Eric,
Four pin CDI systems are much different than the more common 5 and 6 pin CDI's. All CDI's run on a fairly high voltage supply (100-300 volts DC) which charges up a large capacitor, then at the proper time dumps the charge on the capacitor all at once onto the ignition coil primary. Most CDI's get their high voltage directly from its own high voltage winding wound on the stator. Your CDI gets its high voltage from a DC to DC switching power supply inside the CDI which steps up the 12 volts from the battery to the couple hundred volts required to drive the ignition coil primary.
I don't have a picture of a four wire CDI. Airmobile101 has the following picture on his personal album page showing the connections:
ATVConnection.com ATV Enthusiast Community - AIRMOBILE101's Album: Some pics - Picture
BLACK=12VDC/HOT
BLUE/YELLOW=Trigger PULSE
BLACK/YELLOW= TO COIL Primary
GREEN=GROUND
You said you were messing with the stator wires when this stopped working.

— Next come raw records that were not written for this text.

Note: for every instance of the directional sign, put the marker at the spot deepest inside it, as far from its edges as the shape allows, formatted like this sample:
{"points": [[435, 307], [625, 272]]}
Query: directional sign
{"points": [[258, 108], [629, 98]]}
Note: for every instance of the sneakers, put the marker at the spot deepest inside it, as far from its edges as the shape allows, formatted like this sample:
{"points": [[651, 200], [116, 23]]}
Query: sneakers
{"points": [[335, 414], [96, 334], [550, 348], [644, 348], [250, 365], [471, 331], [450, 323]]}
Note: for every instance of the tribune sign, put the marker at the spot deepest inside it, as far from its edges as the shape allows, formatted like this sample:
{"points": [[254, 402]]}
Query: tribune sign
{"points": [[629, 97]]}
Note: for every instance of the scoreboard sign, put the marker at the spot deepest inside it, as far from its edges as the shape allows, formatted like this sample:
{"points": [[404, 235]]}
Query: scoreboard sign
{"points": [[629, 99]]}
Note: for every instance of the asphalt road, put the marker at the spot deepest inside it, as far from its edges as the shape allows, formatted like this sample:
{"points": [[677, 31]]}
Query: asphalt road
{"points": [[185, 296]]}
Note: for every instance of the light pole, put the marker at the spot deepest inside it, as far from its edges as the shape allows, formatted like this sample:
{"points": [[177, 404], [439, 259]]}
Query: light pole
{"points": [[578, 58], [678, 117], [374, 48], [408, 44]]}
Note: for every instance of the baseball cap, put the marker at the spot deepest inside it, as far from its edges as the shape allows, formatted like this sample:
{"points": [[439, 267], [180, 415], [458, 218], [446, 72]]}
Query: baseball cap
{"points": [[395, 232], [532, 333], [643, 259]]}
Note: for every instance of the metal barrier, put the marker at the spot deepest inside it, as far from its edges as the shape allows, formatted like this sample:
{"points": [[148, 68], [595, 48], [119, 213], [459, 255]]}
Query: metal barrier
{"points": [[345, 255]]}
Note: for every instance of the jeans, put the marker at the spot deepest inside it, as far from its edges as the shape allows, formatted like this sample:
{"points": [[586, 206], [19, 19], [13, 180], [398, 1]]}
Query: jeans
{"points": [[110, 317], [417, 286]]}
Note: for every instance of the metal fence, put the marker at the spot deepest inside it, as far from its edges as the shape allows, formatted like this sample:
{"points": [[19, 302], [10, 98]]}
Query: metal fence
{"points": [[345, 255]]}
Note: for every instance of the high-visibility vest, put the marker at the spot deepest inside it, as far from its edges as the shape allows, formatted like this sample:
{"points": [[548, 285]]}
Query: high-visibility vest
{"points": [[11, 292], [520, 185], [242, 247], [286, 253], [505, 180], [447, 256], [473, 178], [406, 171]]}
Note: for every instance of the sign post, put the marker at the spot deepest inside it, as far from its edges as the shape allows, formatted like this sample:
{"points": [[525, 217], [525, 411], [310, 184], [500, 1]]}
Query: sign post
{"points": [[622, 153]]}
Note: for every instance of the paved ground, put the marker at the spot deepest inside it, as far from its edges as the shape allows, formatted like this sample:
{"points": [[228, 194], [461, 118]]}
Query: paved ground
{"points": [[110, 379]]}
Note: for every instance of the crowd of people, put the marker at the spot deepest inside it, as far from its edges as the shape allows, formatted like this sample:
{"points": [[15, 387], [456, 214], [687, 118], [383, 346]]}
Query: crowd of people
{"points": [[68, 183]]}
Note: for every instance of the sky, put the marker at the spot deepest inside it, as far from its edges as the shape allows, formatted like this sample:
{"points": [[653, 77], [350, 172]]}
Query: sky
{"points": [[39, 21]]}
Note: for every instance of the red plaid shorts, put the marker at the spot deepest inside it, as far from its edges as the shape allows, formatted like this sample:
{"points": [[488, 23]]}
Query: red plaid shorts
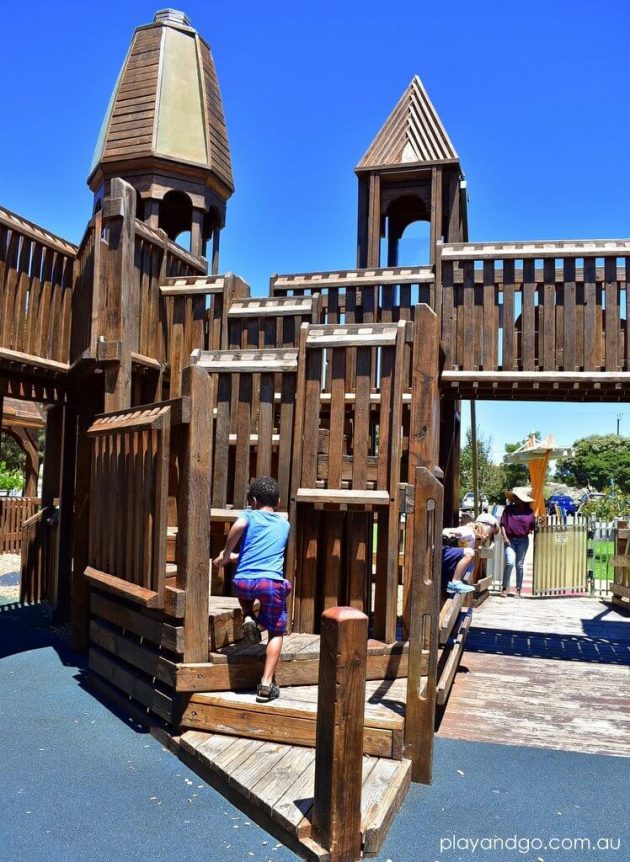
{"points": [[272, 595]]}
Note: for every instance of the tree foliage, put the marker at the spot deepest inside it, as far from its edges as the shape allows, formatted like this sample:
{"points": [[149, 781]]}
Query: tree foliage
{"points": [[597, 462], [489, 475]]}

The only connection from the stator to the CDI is the trigger pulse wire. Look very carefully at the trigger wire coming off the stator. It will usually go through a connector of some sort near the stator and then off to the CDI. That is the most likely failure point. If you find your wire colors are different from the ones Airmobile101 published, then identify the CDI pin that is the trigger wire, then note what color wire plugs in there. Then look from the same color near the stator.
Another approach is to unplug the CDI and measure the wiring harness pins for proper operation:
1) +12 volts: Should be +12 volts when the ignition switch is on, and zero volts when the ignition is off.
2) Trigger Pin: Should measure 0.2 to 0.5 volts AC to ground when the engine is cranking (note this is AC and not DC volts). Another test: Measure the resistance of the trigger pin in the wiring harness to ground (do this with the engine stopped). It should be about 140 ohms.
3) Ignition Coil: Measure tthe resistance of this wire to ground with the engine stopped. It should be about 2 ohms.
4) Ground: It should read zero ohms to ground.
Kill Switch: There are only a few practical ways to shut down the CDI and kill the spark. I don't know how your quad does this, but here are the ways:
A) Disconnect the 12 volt power to the CDI.
B) Disconnect the CDI ground wire.
C) Short the Ignition Trigger pulse to ground
D) Open up the trigger wire connection from the stator to the CDI. In this case the switch would have to be in series with the stator output on the way to the CDI module.
By going through the tests #1 - 4 above with the kill switch in both positions you should be able to figure out how the kill switch is wired up.